Case description
A 67-year-old man with aortic bioprosthesis, implanted in 2012 in the setting of native aortic valve (AoV) IE, underwent a redo surgery - Bentall procedure with new AoV bioprothesis - after early PVIE in 2013. No known risk factors or drug abuse.
In 2017, he was admitted to hospital with fever with one-week evolution-time. Physical examination was unremarkable except for fever and tachycardia. Blood analysis showed elevated systemic inflammatory markers. He was hospitalized for further study. Transthoracic (TTE) and transesophageal echocardiography (TEE) revealed the presence of thin filiform vegetations in the right coronary cusp, with no local complications. No signs of systemic embolization. The diagnosis of PVIE was made and empiric antibiotic therapy was started, later directed to methicillin-sensitive Staphylococcus aureus (SA) identified in blood cultures. The patient remained febrile and developed complete atrio-ventricular (AV) block. A transvenous temporary pacemaker was implanted and TEE was repeated which disclosed a perivalvular abscess involving the anterior the AoV ring (Figure 1A, B, C). Serial echocardiographic assessments showed abscess expansion involving the entire prosthetic ring, pseudoaneurysm formation and mild paravalvular regurgitation (Figure 1D, E, F). Cardiac computed tomography depicted the massive pseudoaneurysm of the aortic root (AoR) with bilateral communication with the left ventricle (LV) (Figure 2).

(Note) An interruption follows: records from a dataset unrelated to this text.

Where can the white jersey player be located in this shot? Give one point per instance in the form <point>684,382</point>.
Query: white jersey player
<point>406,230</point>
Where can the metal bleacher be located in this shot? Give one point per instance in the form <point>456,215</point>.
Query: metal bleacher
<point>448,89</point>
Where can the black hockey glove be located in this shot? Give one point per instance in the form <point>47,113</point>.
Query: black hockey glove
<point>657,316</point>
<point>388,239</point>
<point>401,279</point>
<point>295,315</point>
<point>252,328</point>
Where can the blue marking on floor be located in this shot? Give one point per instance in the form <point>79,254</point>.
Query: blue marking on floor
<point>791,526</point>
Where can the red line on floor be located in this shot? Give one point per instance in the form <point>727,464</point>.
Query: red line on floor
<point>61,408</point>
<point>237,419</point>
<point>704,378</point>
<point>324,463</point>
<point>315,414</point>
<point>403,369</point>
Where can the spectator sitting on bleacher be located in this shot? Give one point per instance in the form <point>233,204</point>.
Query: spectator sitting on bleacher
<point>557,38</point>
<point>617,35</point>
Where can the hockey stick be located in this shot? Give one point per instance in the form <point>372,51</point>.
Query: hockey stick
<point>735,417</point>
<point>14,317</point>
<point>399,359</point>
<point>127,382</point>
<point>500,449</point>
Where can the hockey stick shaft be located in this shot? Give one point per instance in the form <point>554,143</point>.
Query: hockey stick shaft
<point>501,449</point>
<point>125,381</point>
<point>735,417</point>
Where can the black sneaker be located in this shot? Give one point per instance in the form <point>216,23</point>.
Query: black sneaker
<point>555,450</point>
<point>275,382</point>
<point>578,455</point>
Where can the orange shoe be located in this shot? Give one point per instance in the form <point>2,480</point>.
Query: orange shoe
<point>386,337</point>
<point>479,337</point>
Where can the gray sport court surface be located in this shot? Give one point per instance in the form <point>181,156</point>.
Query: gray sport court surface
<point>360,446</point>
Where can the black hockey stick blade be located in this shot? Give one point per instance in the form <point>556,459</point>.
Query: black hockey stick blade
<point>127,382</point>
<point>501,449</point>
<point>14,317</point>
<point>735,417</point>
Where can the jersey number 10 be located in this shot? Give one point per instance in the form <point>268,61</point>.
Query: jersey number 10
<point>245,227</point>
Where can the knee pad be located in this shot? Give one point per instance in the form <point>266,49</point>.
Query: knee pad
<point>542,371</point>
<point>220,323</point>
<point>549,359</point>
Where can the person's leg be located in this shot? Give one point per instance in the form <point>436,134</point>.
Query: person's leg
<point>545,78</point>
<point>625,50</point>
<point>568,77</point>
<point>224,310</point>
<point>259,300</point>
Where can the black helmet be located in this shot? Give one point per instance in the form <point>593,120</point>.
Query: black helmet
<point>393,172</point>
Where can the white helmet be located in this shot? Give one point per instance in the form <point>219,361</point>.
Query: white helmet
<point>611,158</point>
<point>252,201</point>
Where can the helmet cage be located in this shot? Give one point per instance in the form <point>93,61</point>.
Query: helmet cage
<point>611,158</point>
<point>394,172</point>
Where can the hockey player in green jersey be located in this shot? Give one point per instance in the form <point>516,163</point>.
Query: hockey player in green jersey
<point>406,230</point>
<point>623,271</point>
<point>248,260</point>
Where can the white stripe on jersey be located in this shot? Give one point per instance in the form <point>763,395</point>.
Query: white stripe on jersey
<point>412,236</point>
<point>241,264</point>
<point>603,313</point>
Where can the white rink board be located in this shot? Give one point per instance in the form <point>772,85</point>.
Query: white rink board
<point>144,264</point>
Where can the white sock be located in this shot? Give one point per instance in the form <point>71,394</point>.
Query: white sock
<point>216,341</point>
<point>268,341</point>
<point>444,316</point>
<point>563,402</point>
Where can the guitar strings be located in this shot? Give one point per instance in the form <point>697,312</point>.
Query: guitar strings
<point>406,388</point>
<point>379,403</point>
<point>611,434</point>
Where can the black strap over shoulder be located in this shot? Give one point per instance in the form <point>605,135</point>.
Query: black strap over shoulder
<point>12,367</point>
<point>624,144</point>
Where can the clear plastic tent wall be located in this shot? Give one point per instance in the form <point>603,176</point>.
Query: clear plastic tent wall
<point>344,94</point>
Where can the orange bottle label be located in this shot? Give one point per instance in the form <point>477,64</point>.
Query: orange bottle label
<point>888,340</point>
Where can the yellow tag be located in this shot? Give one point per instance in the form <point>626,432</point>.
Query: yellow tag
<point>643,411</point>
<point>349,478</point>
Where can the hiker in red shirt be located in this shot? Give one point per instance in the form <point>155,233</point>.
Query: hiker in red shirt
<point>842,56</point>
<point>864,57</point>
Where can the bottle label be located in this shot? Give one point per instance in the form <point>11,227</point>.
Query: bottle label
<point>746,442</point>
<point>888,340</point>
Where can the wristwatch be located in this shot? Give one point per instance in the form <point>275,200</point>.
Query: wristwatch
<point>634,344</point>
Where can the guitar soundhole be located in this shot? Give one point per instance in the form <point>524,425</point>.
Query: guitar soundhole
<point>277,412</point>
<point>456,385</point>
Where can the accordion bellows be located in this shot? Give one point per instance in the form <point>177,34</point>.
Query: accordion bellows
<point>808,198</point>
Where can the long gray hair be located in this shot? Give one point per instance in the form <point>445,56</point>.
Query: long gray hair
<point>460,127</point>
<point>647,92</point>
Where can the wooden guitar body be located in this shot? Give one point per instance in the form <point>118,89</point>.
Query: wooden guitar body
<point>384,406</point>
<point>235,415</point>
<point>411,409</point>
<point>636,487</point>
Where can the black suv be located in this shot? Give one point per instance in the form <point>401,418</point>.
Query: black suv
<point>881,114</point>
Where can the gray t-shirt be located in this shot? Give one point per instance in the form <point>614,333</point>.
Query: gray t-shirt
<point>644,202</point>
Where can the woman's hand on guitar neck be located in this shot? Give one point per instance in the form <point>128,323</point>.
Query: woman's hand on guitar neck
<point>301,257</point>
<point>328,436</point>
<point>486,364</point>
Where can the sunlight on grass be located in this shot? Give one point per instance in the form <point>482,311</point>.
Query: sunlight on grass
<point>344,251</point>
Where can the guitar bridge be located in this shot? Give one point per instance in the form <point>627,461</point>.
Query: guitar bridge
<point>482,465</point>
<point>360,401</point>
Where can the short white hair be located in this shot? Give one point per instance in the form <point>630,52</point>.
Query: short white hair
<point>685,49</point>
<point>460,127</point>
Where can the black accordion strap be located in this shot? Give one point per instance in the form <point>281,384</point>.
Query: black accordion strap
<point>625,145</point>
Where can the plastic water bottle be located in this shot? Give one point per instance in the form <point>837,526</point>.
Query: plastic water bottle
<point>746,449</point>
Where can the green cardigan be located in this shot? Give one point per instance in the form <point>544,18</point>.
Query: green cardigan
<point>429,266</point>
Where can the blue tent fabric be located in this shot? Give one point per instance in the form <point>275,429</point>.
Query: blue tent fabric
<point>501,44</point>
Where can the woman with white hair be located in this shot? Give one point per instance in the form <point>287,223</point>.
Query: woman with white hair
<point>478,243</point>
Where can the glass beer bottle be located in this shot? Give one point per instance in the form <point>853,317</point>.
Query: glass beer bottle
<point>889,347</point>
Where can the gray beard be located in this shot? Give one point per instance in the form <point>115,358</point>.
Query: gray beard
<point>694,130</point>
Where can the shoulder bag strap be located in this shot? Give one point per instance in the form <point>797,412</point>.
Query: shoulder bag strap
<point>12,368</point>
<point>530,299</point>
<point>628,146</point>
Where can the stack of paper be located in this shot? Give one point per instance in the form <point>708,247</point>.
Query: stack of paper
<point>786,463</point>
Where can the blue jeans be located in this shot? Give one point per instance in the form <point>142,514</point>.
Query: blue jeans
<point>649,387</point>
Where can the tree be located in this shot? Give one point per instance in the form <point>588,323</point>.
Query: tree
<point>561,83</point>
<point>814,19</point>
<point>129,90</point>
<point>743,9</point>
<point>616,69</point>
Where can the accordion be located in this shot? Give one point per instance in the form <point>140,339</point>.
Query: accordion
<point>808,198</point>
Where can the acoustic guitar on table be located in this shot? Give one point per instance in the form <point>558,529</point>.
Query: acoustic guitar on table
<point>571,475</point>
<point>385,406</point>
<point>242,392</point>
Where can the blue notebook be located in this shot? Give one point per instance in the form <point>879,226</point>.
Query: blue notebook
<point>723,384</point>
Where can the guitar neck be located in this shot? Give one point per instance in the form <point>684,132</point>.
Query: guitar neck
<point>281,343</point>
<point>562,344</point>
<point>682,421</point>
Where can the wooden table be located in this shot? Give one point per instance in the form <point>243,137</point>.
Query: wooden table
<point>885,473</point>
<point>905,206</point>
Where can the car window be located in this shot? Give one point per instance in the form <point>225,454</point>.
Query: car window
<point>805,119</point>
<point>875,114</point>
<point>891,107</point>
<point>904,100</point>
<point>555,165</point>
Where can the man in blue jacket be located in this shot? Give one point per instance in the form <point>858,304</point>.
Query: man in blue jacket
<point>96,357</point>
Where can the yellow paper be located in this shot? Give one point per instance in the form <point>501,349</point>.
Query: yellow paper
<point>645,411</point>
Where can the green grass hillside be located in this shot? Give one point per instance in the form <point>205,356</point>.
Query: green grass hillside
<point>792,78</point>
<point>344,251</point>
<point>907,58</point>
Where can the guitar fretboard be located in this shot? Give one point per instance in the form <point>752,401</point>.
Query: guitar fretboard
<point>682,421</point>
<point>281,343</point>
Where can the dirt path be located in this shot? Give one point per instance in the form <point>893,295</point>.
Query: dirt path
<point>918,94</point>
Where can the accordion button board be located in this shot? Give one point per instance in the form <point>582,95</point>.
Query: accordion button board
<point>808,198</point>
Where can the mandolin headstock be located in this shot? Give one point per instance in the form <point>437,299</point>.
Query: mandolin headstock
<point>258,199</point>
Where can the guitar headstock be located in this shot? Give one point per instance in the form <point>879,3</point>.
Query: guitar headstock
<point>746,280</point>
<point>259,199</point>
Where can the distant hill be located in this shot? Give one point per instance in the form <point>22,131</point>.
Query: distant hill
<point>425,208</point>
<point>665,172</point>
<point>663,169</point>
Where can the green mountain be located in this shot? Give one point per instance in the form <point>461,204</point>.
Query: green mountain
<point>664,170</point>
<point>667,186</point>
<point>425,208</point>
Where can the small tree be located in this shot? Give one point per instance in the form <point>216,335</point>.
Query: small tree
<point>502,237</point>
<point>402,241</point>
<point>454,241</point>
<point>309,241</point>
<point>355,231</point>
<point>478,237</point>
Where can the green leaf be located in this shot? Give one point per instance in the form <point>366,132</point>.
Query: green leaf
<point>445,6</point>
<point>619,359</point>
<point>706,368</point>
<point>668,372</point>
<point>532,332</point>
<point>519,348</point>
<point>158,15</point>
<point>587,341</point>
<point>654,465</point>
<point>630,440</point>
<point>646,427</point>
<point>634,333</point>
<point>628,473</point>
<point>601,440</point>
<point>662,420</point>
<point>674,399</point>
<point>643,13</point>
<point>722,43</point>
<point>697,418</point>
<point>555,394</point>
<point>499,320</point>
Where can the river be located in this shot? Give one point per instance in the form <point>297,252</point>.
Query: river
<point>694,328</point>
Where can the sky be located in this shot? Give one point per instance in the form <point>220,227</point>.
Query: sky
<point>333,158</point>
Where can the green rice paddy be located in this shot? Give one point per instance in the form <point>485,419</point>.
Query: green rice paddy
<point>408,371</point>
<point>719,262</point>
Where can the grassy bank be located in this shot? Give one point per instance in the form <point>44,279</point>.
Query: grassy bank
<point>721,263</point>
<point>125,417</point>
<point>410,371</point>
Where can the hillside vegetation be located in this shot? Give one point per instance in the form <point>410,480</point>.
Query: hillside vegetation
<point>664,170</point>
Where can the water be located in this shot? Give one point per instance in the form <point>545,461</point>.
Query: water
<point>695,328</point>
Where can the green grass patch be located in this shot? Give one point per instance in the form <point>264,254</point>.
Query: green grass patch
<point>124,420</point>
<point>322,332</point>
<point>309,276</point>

The case was addressed in Heart Team: due to massive destruction of cardiac structures, he was ineligible for AoV replacement and was proposed for HT. He recovered from AV block, with no signs of heart failure or systemic embolization. Repeated sets of blood cultures were sterile after 6 weeks of antibiotic therapy. He was discharged home while on waiting list for HT. Serial echocardiograms were performed, which depicted preserved LV function, mild aortic regurgitation and the AoR pseudoaneurysm with similar features over time. After eight months of outpatient follow-up, he was successfully transplanted and had an uneventful postoperative course. Despite the dreadful presentation, he remains asymptomatic 3 years after HT.